The survival of many indigenous people in this area have depended on the food and water provided by Lake Poopo. Many people are being forced to relocate their families to survive. A Uro and local fisherman, whose livelihood depends on the fish provided by the lake, said “There should be some rain. But that’s not happening. So we are going to head to the islands of Lake Titicaca, because there is still water there. Not enough is being done by the Andean government to help us. We asked for rain, and we didn’t get it. So I’m not surprised this happened.”
Other local fisherman were surprised to find the lake just disappeared underneath them. A Quechua fisherman said “I was fishing, not having much luck, when I started to get a sinking feeling. I also heard a draining sound. Before I knew it, the lake was gone.”
It may not be all bad for the fisherman, though. “The cabins at Titicaca are a little nicer, and I also heard you can rent scooters to get around the island more efficiently,” the Quechua fisherman said.
The big question that scientists and researchers at top research institutes across the globe are trying to answer now is “what happened?” Some of the preliminary guesses from the less educated indigenous people have pointed the finger at climate change. They claim that climate change has caused the water to evaporate faster, but climate change isn’t real, so that doesn’t make sense.
Other theories from people who have no idea what they are talking about revolve around the cycles of El Niño and La Niña, which sounds like a great theory, but it ignores a few core issues.
One of those core issues is “solar panels.” The top theory that makes sense, and the one and researchers are currently mostly in agreement with, is the “solar panel theory.” The greenhouse effect of the atmosphere is holding heat in, as it is intended to do, but the extra heat created by solar panels is causing a problem.
“I believe that solar panels are creating a perpetual circle of madness that slowly baked Lake Poopo away,” Dr. Reginald James said. “Solar junkies are assaulting the human race by slowly baking us to death, and this is an example of that.”
Another core issue has a viable theory that is now is gaining traction among some of the most respected scientists in the world. It has a lot of science to back it up, and some of the best research behind it. Ugandan pastor Martin Ssempa has been lecturing people for years with dramatic and sensational presentations telling people to “Eat Da Poopo.”
A successful hypnotist for many years, Ssempa was able to convince people who attended his seminars that they should “eat da Poopo” with his soothing voice and through the use of guided imagery. One person who attended a lecture said “He is a very complelling person, and the images he showed us made me want to do nothing but eat da poopo. It’s all I can think about now.”
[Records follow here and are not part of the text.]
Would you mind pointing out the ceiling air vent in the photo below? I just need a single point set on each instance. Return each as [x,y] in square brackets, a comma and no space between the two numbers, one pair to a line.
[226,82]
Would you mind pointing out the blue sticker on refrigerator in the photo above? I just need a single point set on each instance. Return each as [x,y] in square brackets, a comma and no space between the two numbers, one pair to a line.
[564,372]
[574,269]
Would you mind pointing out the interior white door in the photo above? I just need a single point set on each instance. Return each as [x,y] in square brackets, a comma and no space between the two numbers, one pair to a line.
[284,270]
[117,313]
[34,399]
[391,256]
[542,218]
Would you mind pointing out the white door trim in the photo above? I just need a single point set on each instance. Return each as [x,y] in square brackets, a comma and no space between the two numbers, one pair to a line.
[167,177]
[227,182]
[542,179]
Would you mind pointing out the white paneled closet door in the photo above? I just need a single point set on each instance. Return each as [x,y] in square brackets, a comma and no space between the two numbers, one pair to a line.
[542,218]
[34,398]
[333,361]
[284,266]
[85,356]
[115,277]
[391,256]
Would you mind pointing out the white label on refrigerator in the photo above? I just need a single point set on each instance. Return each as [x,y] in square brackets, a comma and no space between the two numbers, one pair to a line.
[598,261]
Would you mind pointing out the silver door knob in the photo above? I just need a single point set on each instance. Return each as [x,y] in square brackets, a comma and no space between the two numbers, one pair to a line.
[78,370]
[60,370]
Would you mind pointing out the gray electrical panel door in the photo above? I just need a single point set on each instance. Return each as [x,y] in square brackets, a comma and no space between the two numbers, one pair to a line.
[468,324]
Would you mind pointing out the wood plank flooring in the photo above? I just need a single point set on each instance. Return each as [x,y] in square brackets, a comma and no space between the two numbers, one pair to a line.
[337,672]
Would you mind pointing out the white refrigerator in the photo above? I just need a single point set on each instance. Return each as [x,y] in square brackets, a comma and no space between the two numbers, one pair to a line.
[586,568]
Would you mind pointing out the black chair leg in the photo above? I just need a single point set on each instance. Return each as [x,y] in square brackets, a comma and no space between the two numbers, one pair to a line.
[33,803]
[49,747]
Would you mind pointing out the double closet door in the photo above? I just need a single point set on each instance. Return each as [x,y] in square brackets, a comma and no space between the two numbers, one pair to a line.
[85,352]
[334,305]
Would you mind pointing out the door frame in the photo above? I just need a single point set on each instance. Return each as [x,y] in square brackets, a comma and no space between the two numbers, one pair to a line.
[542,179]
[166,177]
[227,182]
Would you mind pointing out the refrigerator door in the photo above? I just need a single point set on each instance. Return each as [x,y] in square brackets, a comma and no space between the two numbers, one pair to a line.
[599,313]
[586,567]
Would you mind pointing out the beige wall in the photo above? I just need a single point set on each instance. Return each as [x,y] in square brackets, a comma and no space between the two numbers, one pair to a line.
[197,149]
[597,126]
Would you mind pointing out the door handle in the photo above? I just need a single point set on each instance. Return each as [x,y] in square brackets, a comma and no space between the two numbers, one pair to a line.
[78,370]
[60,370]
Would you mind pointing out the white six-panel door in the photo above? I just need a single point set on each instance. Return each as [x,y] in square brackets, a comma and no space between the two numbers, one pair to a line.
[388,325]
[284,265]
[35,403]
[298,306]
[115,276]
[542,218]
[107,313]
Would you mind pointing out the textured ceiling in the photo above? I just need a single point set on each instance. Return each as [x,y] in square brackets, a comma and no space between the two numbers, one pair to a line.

Ssempa’s tireless crusade, it is believed, caused a mass influx of people to Lake Poopo who then consumed all the water and ate all of the fish, perhaps in a state of hypnosis. That could explain the draining sound heard by some fisherman in the area. Scientist Joseph Skatt said that sound could be explained by this theory. “We think if they drank the water from the lake with straws, it could make that sound.”
Researchers will continue to try to find a cause for this, but in the meantime, local residents are suffering from the lack of water and fish that they are used to getting from Lake Poopo, as well as the effect it is having on property values in the area. It is also expected to have a devastating affect on the tourism industry, though no one can be sure how bad it will be until the holiday season arrives at Lake Poopo.
“I don’t know what we are going to do for fun this season,” New York resident Charles Weatherspoon lamented. “I guess if they don’t fix it in time, we can go to the Hamptons instead, but I’d rather got to Lake Poopo.”